2. You can see anything on stage at Reading
That’s not true, not at all – at least, certainly not at night. All I can remember – and it’s not much: alcohol and hedonism will do that to a man – is the lights.
The lights, and pushing Kurt around in the wheelchair beforehand, chasing the girls from L7 in ever-increasing circles, oblivious to the amount of damage I could cause if I lost control. The lights, and the clamorous noise that became an overwhelming din as the curtains were pulled back; the noise, and the steam rising from sixty thousand expectant bodies, and the lights, and the fact I didn’t know what the fuck was going on. I really didn’t. At some point while I was pushing him towards his microphone, the singer reached up and grappled me. “Oh great,” I thought in my intoxicated state. “Kurt wants to have a mock-fight on stage like we used to in the old days.” So I reached down and began to pretend to punch him. “No, you asshole,” Kurt fiercely whispered. “You’re pushing me to the wrong microphone.” Oh. Fuck.
3. Reading is a friendly haven, a home from home Uh-huh.
No way. You know why I had that blonde wig in my possession, why my sister sent it to me the previous week? That’s cos she knew I’d been threatened several times at the previous year’s festival, by punters – including a pair with knives. So she sent it to me as a disguise. I wore it on the Saturday, dancing to Teenage Fanclub in the rain, and everyone was like, “Why’s Everett True wearing a wig, dancing to Teenage Fanclub in the rain?”
The week after Reading, Melody Maker ran a competition on the gossip pages, announcing “Win the wig that Kurt Cobain wore at Reading”. No one believed us. We didn’t have a single entry. So we ran it again, printing stupid photos of me wearing it alongside grunge ‘celebrities’ such as Mark Arm and Eugene Kelly: this time round, we got a ton of erudite, urbane and generally kick-ass entries.
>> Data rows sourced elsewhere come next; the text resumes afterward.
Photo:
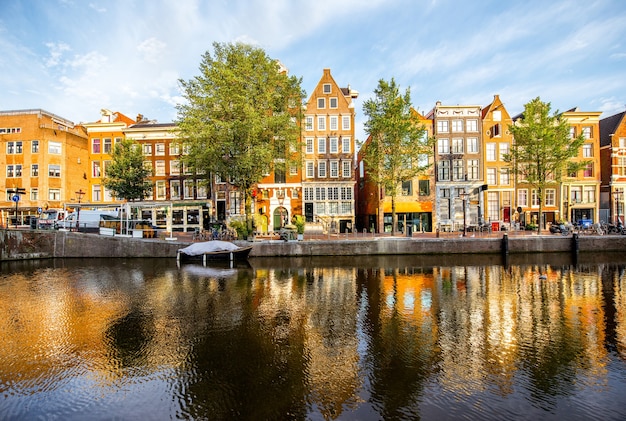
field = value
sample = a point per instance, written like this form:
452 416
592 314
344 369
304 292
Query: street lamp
79 194
464 197
617 194
17 192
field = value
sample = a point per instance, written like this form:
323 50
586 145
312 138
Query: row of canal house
470 184
60 164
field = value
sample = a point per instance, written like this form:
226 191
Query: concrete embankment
19 245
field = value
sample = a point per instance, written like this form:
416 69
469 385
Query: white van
88 220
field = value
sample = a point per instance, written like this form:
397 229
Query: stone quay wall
20 245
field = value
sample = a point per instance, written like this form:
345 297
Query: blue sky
74 57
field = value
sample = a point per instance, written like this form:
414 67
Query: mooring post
505 243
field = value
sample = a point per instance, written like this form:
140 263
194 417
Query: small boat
213 250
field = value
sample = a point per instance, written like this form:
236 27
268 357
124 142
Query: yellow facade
44 154
580 192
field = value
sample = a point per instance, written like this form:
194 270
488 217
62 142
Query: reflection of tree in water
130 338
253 369
401 351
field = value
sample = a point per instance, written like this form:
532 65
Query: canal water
371 338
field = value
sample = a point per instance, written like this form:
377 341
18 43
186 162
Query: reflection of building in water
323 302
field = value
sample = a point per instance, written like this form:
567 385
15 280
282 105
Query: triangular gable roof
608 126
Only problem was, I’d lost the wig!
4. No one used mobile phones back in 1992
Not true either.
How else do you think Kurt managed to famously get the crowd to chant “Courtney, we love you” halfway through Nirvana’s final UK appearance? It’s just that they were the size of a small house back then. “I remember Kurt calling Courtney on the cell phone from on stage,” said L7 bassist Jennifer Finch. “I’d never seen a cell phone before. Yes, there were all these people yelling, yet I was just sitting there, transfixed on this cell phone.”
5. Nirvana weren’t aware of the influences on their songs
Nope. Not at all. No way.
For example, how about their early song “Aero-Zeppelin”… part Aerosmith and part Led Zeppelin? Want further proof? Have a look at the DVD of their Reading Festival performance: twelve songs in, the band deliberately cocked up the intro to ‘Smells Like Teen Spirit’ as Dave Grohl bellowed out the words to Boston’s ‘More Than A Feeling’. They knew all right.
6. Nirvana’s final UK performance was also one of their greatest
Oh okay. This one is just about right.